The encounter is just a final final reminder of the enigmatic nature of this place, this world. How can someone spouting Trumpian Fox News blatant racism act so normal and otherwise kind to someone like Kristen that is clearly of a similar background as the target of his racist language? There is apparently some disconnect between words and thoughts–the instantized nature of today’s media cycle. If we hear a ‘news’ bit spouted enough times, then it becomes fact–no matter how disassociated that ‘fact’ is from any sort of rational reality. And, we no longer take the time to think about the implications of those ‘facts’, they are just words. I doubt this seemingly kind old man was any sort of blatant racist or had any hatred for Kristen or Chinese people generally (of course, I could also be projecting and he might be filled with simmering anti-Asian bigotry, perhaps ingrained during his stint in the Korean War?).

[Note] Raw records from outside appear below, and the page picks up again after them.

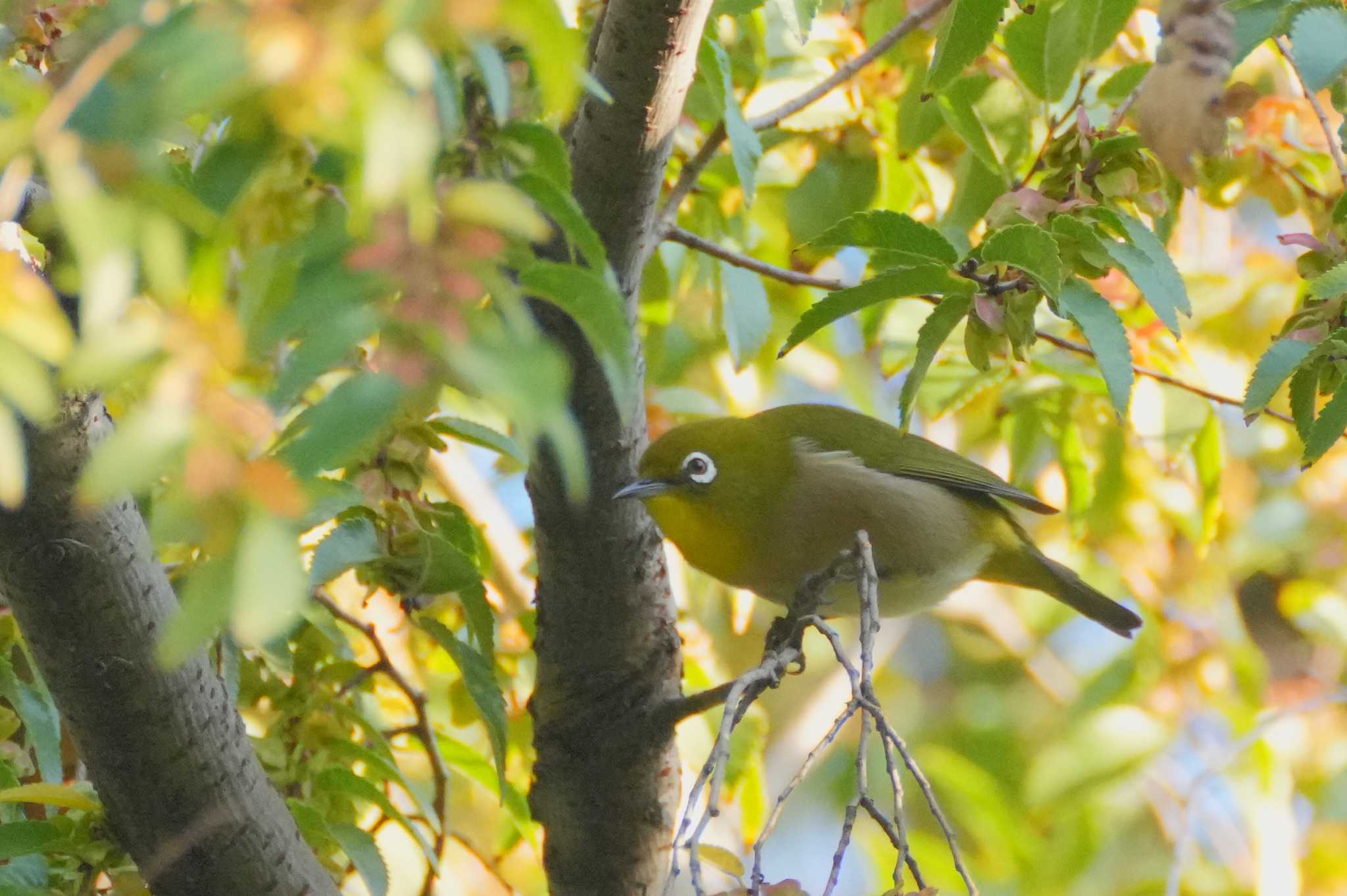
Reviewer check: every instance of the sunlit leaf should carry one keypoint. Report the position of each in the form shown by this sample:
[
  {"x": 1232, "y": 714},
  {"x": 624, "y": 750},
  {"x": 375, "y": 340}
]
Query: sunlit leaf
[
  {"x": 1319, "y": 43},
  {"x": 965, "y": 33},
  {"x": 41, "y": 720},
  {"x": 24, "y": 837},
  {"x": 481, "y": 436},
  {"x": 1279, "y": 362},
  {"x": 495, "y": 77},
  {"x": 1028, "y": 248},
  {"x": 934, "y": 331},
  {"x": 62, "y": 795},
  {"x": 14, "y": 463},
  {"x": 352, "y": 542},
  {"x": 480, "y": 680},
  {"x": 1142, "y": 257},
  {"x": 1206, "y": 455},
  {"x": 1106, "y": 335},
  {"x": 744, "y": 311},
  {"x": 270, "y": 584},
  {"x": 745, "y": 146},
  {"x": 595, "y": 304},
  {"x": 343, "y": 425},
  {"x": 893, "y": 284},
  {"x": 343, "y": 781},
  {"x": 364, "y": 855},
  {"x": 1327, "y": 428},
  {"x": 881, "y": 229},
  {"x": 568, "y": 214},
  {"x": 1331, "y": 283}
]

But, he had been told over and over that COVID was manufactured by the Chinese and that they were our enemy–Cold War era type propaganda that seemed to be oozing out of every Republican media mouthpiece, useless spittle from insignificant blowhards–and he couldn’t help but voice his displeasure at all of the inconveniences created by these perceived enemies. The Grand Canyon imparted a slough of tough lessons and harsh realities about the world we live in and the world man has created.